The Roast & Toast of the Incomparable Dave Beckwith
posted on: December 14, 2012
By Christine Reeves
By Christine Reeves
I had the privilege of joining my colleagues, friends and mentors for the much-anticipated roast and toast of Dave Beckwith. Power, passion and people were the heartbeat of Monday night’s event, hosted at the Alliance for Justice offices in Washington, D.C.
This month marks his retirement from being executive director of the Needmor Fund in Toledo, Ohio. Dave serves on the boards of the National Committee for Responsive Philanthropy and the Neighborhood Funders Group. He has also given his time and vision to countless other organizations, including, but never limited to: Center for Community Change, Governance Task Force of President Carter’s National Commission on Neighborhoods, Legal Services Corporation, East Toledo Community Organization, University of Toledo’s Urban Affairs Center and New England Training Center for Community Organizers.
However, for Dave, “retirement” is a complete misnomer, since no one can fathom the end of his career.
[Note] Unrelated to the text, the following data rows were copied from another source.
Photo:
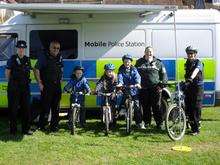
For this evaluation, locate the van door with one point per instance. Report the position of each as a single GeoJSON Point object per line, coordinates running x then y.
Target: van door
{"type": "Point", "coordinates": [8, 38]}
{"type": "Point", "coordinates": [39, 37]}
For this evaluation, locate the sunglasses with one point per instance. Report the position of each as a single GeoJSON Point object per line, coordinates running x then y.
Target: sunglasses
{"type": "Point", "coordinates": [57, 48]}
Rather, the consensus was that he would marshal his boundless energy and fixed moral compass towards new power, passion and people-centered adventures.
Holding approximately 100 people from across the country, the office flooded well over capacity and grew thick with laughter, tears and memories. Some guests were on their third of fourth decade of friendship with Dave, but everyone in the room – including me, who has only had the gift of knowing Dave for a few years – see him as a source of inspiration.
Hilarity engulfed the room, when one after another, friends joyfully cheered and amiably jeered Dave. They shared witty poems, old stories and moving insights. Some dedicated their time and finances to some of his causes. Also, Cris Doby of the Mott Foundation, gave him a first edition of one of his most beloved books, Saul Alinsky’s Rules for Radicals.
We were regaled with story after story, including his trip through Eastern Europe to help organize and empower citizens of former communist block countries. A true Renaissance man, Dave also shared his love for performing in the Opera. Perhaps most poignantly, his daughter, Sky Beckwith, shared a letter her father wrote to her on the day of her birth, 27 years ago.
Yet, even as we gathered to celebrate him, he made sure to remind us that we were celebrating ourselves, our work and the work that is yet to come.
Simply put, when I think of Dave, I think of three things. First, he collects people: He takes joy in organizing organizers, creating friendships between people who would otherwise be strangers and sharing stories with those he meets. Second, he has taught me and many others that it is okay – and even necessary – to get mad. Yet, he taught me not just to feel angry, but talk about anger and use anger as fuel for change. There are so many problems in the world that need fixing. So, when we channel our passionate anger at injustice and power to collectively find solutions, great things can and do happen. At the end of the day, we have to chose anger, because otherwise we are left with the unthinkable… apathy. Third, his strong faith is rooted in his core, and it seems to give him even more energy to help, challenge and encourage the people who he collects and to turn passionate anger into just solutions.
Perhaps this won’t make sense to those who don’t know Dave, but I left the event feeling taller, stronger, and hungrier to do big things. Thanks, Dave.
We wish you the best, Dave, and we can’t wait to be part of your continuing, non-stop ride!